BACKGROUND: Enterococci are a major cause of healthcare-associated infections with limited treatment options. We previously identified that mutations in dak (a gene encoding a putative fatty acid kinase), ace (a collagen adhesin) and the YxdJK stress response system are associated with DAP resistance (DAP-R) in E. faecalis (Efs) in the absence of a functional LiaFSR system. Here, we examined the role of DAK in pathogenesis by examining the ability of the mutants to produce biofilm and bind to collagen, an important protein of the extracellular matrix. METHODS: Previously, the Efs strain OG1RFΔliaR (inactive LiaFSR system, DAP susceptible) was adapted to make a DAP-R derivative (mutations in yxdK, dak, and ace), and the mutant OG1RFΔliaRΔc-dak, lacking the C-terminal domain of dak, and its complement OG1RFΔliaRΔc-dak::c-dak were constructed to study the dak mutation in isolation. Biofilm formation (BF) for the above strains was assayed after growth in tryptic soy broth with glucose in 96-well plates at 37° C for 24 hours. Bacteria were fixed with Bouin’s fixative, stained with crystal violet, and biofilm was quantitated by absorbance at 570 nm. For collagen adherence, 96-well plates were coated with 10 μg/well type I collagen, with 2% bovine serum albumin (BSA) as a control.
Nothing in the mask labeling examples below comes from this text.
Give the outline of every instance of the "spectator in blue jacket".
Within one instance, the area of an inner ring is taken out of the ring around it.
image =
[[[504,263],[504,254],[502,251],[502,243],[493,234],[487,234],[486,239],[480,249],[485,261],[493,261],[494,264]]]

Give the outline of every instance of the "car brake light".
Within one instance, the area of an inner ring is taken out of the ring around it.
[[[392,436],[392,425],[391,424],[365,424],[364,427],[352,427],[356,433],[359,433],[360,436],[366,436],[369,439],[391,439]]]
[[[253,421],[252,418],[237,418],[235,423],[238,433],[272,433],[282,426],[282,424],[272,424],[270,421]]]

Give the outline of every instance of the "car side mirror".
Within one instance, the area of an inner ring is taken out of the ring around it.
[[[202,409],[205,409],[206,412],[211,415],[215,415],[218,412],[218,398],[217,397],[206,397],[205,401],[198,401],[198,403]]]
Bacteria grown at 46° C (to induce ace expression) were added at OD 600 nm of 1.0 and allowed to bind for 2 hours. Non-adherent bacteria were removed by washing, cells were fixed, stained, and quantified as above. RESULTS: When compared with OG1RFΔliaR, the DAP-R derivative exhibited a significant increase in BF (4.6 vs. 2.4, P < 0.001). This enhanced biofilm phenotype was also seen in the OG1RFΔliaRΔc-dak mutant (6.1 vs. 2.4, P < 0.001), and reverted on complementation of the full-length dak in its native chromosomal location (2.4 vs. 2.6, p = 0.72). DAK was also found to impact adherence to collagen, with OG1RFΔliaRΔc-dak showing increased binding to collagen when compared with OG1RFΔliaR (7.9 vs. 3.4, P < 0.001), a phenotype which reverted on complementation (7.9 vs. 1.2, P < 0.001). CONCLUSION: Changes in an enzyme involved in DAP adaptation lead to biofilm formation and adherence to extracellular matrix proteins, potentially enhancing virulence in the setting of DAP-R. [Image: see text] [Image: see text] DISCLOSURES: All authors: No reported disclosures.